One of the drawbacks of living, as an adult, in the town where you grew up, is seeing your ex-boyfriends, and their mothers, at places like the grocery store.
Most of my ex-boyfriends would give me a good reference. I left them in better shape than I found them.
Most of them …
Grocery store interactions are always very awkward. When you see the ex-boyfriend, or his mom, do you say hi? Do you pretend not to see them? Do you abandon your cart and run from the store? Or do you say hello, ask how they are, and then explain to them that, no, you aren’t actually pregnant, it’s just that the outfit you are wearing makes you appear pregnant?
If you are like me, you’ll choose the last option.
My husband doesn’t have the same dilemma as me when it comes to craving some social interaction and a look at some walls that are not in our home, or the schools where we work, or the grocery store. After a long workweek, he would rather not go anywhere for at least 48 hours. If he had his way, he would spend all of Friday night watching Netflix and go to bed by 10 p.m., then he would spend most of the weekend in the garage playing with spark plugs and cylinder shifts and stuff like that. Is there such a thing as a cylinder shift? I’m sure there is.
But I won’t always let him have his way. Sometimes I make him go out to eat, or even go to the mall with me and the kids. A couple of times I have organized trips to amusement parks, much to his consternation. Look, it’s not like I’d go to an amusement park if I didn’t have kids. I am not a kid at heart. I don’t want to ride roller coasters or hug a giant bunny rabbit.
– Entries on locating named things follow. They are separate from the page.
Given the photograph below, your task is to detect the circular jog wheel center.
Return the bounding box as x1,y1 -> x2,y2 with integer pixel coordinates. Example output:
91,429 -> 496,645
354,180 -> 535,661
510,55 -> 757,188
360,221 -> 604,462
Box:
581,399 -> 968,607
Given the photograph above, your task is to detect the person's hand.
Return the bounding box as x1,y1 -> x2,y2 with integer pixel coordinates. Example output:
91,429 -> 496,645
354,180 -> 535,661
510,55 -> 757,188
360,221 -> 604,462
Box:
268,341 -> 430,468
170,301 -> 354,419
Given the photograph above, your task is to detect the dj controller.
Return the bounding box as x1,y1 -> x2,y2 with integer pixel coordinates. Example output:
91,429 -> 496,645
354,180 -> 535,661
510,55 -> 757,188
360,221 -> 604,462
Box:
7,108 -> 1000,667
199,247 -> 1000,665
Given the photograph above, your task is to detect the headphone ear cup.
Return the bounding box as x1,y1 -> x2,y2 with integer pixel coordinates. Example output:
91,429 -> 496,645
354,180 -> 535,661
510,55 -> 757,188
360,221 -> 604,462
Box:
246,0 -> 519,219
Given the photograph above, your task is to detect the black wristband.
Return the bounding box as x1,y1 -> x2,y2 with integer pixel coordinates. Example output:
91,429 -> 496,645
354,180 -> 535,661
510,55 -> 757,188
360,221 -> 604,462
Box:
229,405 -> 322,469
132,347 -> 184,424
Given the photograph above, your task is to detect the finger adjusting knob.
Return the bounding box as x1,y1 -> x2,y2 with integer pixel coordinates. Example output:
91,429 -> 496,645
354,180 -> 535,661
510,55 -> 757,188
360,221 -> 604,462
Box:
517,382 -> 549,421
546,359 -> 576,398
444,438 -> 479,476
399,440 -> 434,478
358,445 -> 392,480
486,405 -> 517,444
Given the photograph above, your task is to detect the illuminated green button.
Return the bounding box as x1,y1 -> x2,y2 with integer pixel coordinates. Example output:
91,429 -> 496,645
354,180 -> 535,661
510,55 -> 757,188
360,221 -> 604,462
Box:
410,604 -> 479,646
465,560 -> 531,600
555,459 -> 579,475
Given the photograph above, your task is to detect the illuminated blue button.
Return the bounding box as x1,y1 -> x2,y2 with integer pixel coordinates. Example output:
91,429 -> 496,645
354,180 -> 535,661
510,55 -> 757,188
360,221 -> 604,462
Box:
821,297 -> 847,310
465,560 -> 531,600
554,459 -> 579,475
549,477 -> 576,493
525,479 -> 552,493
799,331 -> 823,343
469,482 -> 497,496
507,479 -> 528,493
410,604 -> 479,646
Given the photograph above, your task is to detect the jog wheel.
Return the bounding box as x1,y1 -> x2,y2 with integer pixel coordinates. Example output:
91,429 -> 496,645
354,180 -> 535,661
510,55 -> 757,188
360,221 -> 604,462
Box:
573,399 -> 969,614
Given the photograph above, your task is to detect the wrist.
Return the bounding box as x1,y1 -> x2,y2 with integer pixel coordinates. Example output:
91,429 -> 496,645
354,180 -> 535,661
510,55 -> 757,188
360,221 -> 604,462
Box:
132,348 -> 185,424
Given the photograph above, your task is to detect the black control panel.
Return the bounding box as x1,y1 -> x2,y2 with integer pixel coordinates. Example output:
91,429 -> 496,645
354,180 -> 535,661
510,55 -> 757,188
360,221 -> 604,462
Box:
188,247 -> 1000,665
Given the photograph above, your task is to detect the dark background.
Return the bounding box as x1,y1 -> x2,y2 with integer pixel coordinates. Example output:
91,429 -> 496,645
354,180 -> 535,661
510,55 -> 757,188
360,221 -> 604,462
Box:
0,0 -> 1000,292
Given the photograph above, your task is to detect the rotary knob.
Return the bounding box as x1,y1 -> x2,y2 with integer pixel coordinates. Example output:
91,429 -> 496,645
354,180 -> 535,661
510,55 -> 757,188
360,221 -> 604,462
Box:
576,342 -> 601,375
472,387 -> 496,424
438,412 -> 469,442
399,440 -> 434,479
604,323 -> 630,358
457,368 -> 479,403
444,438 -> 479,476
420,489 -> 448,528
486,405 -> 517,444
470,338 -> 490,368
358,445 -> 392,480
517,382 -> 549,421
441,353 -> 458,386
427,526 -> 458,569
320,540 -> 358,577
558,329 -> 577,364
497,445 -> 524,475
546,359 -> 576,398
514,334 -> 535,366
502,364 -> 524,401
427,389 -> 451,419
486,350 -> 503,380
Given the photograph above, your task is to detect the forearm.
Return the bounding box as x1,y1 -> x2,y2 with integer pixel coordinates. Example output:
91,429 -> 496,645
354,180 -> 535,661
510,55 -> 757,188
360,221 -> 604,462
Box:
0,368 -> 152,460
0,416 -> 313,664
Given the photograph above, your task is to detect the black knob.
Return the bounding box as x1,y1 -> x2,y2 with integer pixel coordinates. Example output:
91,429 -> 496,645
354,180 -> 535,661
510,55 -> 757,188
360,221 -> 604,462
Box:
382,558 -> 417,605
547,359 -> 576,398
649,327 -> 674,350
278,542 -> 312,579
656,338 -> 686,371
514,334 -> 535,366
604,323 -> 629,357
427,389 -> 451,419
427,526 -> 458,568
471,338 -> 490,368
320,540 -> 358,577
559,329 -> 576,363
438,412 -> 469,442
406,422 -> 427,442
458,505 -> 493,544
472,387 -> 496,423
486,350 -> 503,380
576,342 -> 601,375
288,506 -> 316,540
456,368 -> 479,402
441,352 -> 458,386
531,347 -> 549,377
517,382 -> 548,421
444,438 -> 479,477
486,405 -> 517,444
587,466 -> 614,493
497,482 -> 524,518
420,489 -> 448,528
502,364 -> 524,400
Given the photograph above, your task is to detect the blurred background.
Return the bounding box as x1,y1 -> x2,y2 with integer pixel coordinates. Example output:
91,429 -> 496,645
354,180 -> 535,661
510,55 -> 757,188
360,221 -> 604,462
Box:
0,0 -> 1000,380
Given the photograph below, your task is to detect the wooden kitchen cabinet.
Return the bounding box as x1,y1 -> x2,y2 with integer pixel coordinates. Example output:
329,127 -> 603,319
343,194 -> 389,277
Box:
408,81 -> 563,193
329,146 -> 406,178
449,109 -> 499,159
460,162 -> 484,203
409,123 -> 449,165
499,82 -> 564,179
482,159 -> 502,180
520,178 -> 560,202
It’s just that you can’t take your children to do the kinds of things I like to do. My kids only want to go to bookstores that carry toys. They do not want to visit a winery or a tea room. They do not want to eat Indian food. I can’t take them to listen to jazz music in a smoky nightclub. (Do smoky nightclubs still exist?)
So we try to do things that we all can enjoy, like pay $20 to go to an indoor playground where my kids can jump inside giant inflatables for an hour before they start asking me for dollars to play video games so they can win little trinkets made of plastic in China that will get lost in my purse before they ask about them weeks later.
Sometimes it’s nice to see people I know at the indoor playgrounds. I don’t often run into my ex-boyfriends or their moms there.
But when I force my husband to go out without the kids, we usually go to the more obscure establishments in town for a couple of reasons: One is that we don’t want to fight the crowds and masses that line up outside the casual dining places near the interstate. The other is that we are actually hoping we don’t see anyone we know.
We want to get out, but not to actually socialize.
It’s rare, but kind of nice when we don’t see any of our current or former students. We’re both teachers, and of course, we adore all of our students, but we like to see them on our own terms. They need a break from us on the weekends, and we understand. Plus, for various reasons, there might be one or two former students who would consider poisoning us. Probably not, but some people overreact about detentions and dirty looks intended to say, “For the love of God, would you please stop talking while I try to explain your assignment?”
I bet I am not the only female teacher who ever drove to another county to take her children swimming in order to avoid familiar teen lifeguards. Not only am I a terrible swimmer – OK, I am not any kind of a swimmer – but feeling overconfident in a bathing suit is not one of my problems.
When I made a living as a writer, and especially when I worked from home, I found that the job sometimes wasn’t social enough, and the more time I spent hiding behind my computer, the more depressed and reclusive I felt. I’d force myself to go out and do interviews that could have been conducted by phone or email. Sometimes it was painful, but it was like going to the gym. I was glad I had done it and glad when it was over.
Now I get almost enough social interaction during my five-day workweek, but somehow I feel that if I just grade papers, clean toilets and do laundry all weekend, I’m not using my “free” time wisely. And so I go out and try to find a change of scenery somewhere between my house and the Target store on the other side of town. And quite often I don’t do my hair or dress very well, and I hope not to see anyone I know.